The DeepSmart Project began in September 2022 and will run until September 2025. The DeepSmart project is a coordinated project between the University of Vigo (UVigo) and the University of the Basque Country (UPV/EHU). Each university is the leader of following sub-projects:

  • DeepBEM: Deep Learning Techniques Applied to Energy Management and Building Performance Certification (UVigo)
  • SMARTECH: Towards Smart Buildings, research of energy monitoring techniques for the evaluation, certification and optimization of control (UPV/EHU)

Previously, within the SMARTHERM Project (2019-2021), precise thermal models of buildings were obtained, which allowed the in-use energy certification of buildings and predict the possible savings that renovations could produce. Now, with the DeepSmart Project, it is intended to go further in the line of Smart buildings, modeling the operation and production, storage and consumption of electrical energy. From the monitored data of the building and the people who occupy it and using Machine Learning models, it is intended to achieve the following objectives:

  1. Develop replicable characterization and quality assurance methodologies integrated into a statistical and construction framework to characterize and evaluate the real energy performance of buildings based on monitored data.
  2. Disaggregate energy efficiency according to the three main sources: building envelope, systems and users.
  3. Correctly model the production, storage, consumption and grid injection of photovoltaic electricity.
  4. Use the models for optimizing the energy consumption of a building based on monitoring data.

In the first part, the project aims to generate real data, at the level of the building in use, for the development of the models. For this, the two buildings that the ENEDI group has been monitoring in previous projects will be used, consisting of a tertiary building, which corresponds to the Vice-Rector of the University of the Basque Country, and a residential building, located in the old town of Vitoria. These two buildings have such an extremely detailed monitoring system that it will allow to discriminate the effects of the building envelope, the facilities and the user on energy consumption. On the other hand, the Machine Learning models to be developed by the GTE group must work with a minimum number of monitoring data that can be collected automatically, for their final application, so that they must be fed with the most reliable and representative data of this final scenario. For this, ENEDI will be in charge of treating and adapting the available data of a wide group of real houses monitored by the Basque Government through its social housing service and aid for rehabilitation.

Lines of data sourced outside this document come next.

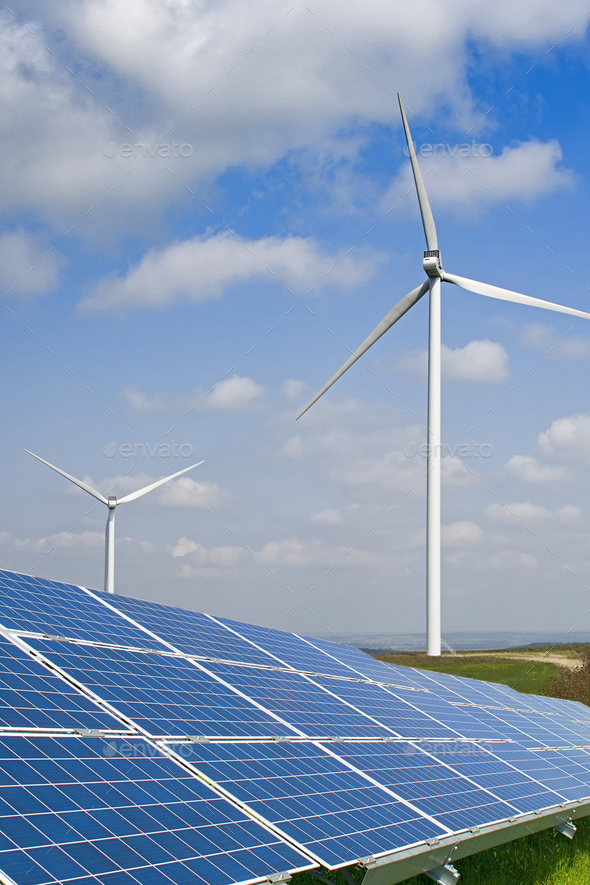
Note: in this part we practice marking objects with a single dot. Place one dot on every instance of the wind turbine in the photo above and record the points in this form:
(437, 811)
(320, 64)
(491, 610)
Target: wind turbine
(111, 502)
(435, 275)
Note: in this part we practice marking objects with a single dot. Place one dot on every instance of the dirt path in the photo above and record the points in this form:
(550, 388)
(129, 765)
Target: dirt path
(569, 663)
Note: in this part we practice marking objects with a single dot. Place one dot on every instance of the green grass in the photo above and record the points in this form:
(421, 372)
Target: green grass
(530, 677)
(546, 858)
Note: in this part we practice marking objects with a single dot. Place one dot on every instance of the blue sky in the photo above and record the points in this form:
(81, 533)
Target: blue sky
(205, 297)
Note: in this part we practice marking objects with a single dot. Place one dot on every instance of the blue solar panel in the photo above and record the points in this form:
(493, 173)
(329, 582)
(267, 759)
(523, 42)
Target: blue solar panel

In the  second part of the project, the developed control approaches will be tested in a practical way. For this, the heat pump of the residential building will be used. This heat pump is powered only from the electrical network. The control of this heat pump will seek to minimize energy costs during a whole year of operation trying to keep the interior environment of the building within the upper and lower temperature limits established by RITE. Deep Learning models generated by GTE will have availability for energy monitoring data (including monitoring data from the previous year to know the energy behavior of the house), the weather forecast for the next 24 hours and electricity prices for the next 24 hours to minimize energy costs while maintaining interior comfort. This study will allow evaluating the potential of the thermal inertia of buildings as an efficient short-term energy storage system that would complement the storage of electrical energy using batteries.